How to get and cast JNDI object correctly in Liberty - jndi

I have a big problem on getting the correct instance or at least casting the instance I got with JNDI-lookup to correct interface at Web Sphere Liberty (16.0.0.4, running on Java 7, though using Oracle Java 1.8.0_45 in the back, developing on Eclipse Neon.2).
When I start the server and the ear containing the EJB, I get the following notification into the log:
The server is binding the xxx.interfaces.MyLocal interface of the MyEJB enterprise bean in the xxx-ejb.jar module of the xxx-ear application. The binding location is: java:global/xxx/MyEJB!xxx.interfaces.MyLocal
Then I have a web application (ear) which has a service provider (with #Produces) for the previously started ejb-service, which will provide the JNDI resource as injectable (#Inject) for the rest of the application (a bit tricky thing, the main idea is to allow to change the lookup location from configuration file + do some other stuff also).
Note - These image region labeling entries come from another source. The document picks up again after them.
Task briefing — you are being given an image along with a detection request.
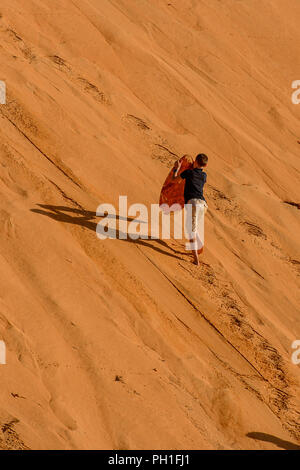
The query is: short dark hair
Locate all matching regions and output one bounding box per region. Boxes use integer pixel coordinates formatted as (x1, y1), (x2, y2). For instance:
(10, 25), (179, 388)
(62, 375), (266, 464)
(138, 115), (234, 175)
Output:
(196, 153), (208, 166)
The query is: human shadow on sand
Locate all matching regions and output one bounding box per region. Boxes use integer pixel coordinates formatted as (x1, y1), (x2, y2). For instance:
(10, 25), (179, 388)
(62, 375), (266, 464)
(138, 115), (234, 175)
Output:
(247, 432), (300, 450)
(30, 204), (186, 260)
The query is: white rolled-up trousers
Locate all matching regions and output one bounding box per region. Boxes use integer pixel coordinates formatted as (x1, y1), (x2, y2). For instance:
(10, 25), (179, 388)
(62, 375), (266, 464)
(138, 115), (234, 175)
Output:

It seems to work correctly for all it is supposed to, but when getting the JNDI-resource, it kind of works but not correctly.
If I put the ejb part as a dependency into my web-module, I can inject it directly (#Inject MyLocal myEjb;).
As the injected resource I get an object with the signature:
EJSMyLocal0SLMyEJB_a4549339#cc5d2cdd
with lookup I get an object with signature (at the same time as the inject):
EJSMyLocal0SLMyEJB_a4549339#cdda36a7
(Not the same instance afaik, but the "type" is correct?)
The injected resource is correctly (automatically of course) cast on 'MyLocal' interface and is ok.
When I try to check the resource got with JNDI, it does not qualify as an instance of 'MyLocal' nor as 'MyRemote'? Also the actual cast fails of course with ClassCastException. (MyRemote is basically the same as the MyLocal interface ... MyLocal extends MyRemote, both interfaces are accordingly annotated with #Local and #Remote)
The EJB looks like this at the time of testing...
#Stateless
#Named
#Default
#Local(MyLocal.class)
#Remote(MyRemote.class)
public class MyEJB implements MyLocal, MyRemote { ... }
I also tried to cast the JNDI resource like this.
InitialContext ic = new InitialContext();
Object lookedUpEjb = ic.lookup(lookup); // the 'java:global...' from log
MyRemote jndiEjb = (MyRemote) PortableRemoteObject.narrow(lookedUpEjb, MyRemote.class)
// Tried also casting/checking 'instanceof' to MyLocal...
No difference with that, the same ClassCastException occurs?!
I have the following features in server.xml
<featureManager>
<feature>javaee-7.0</feature>
<feature>ldapRegistry-3.0</feature>
<feature>localConnector-1.0</feature>
<feature>adminCenter-1.0</feature>
<feature>wsSecurity-1.1</feature>
<feature>ejbLite-3.2</feature>
<feature>ejbRemote-3.2</feature>
<feature>cdi-1.2</feature>
<feature>jpa-2.1</feature>
<feature>jsf-2.2</feature>
<feature>jaxrs-2.0</feature>
<feature>jaxws-2.2</feature>
</featureManager>
I found this documentation on the Liberty JNDI functionality:
https://www.ibm.com/support/knowledgecenter/SSAW57_liberty/com.ibm.websphere.wlp.nd.multiplatform.doc/ae/twlp_ejb_remote.html
I can't see where I go wrong. How do I cast that object from JNDI lookup to MyLocal or MyRemote interfaces?
---- Note ----
Using the #EJB annotation is not an option (it works though), since it will be hard coded reference to the resource. I want it to be optional though, thus JNDI lookup. #EJB will cause the app to crash when the resource is not available.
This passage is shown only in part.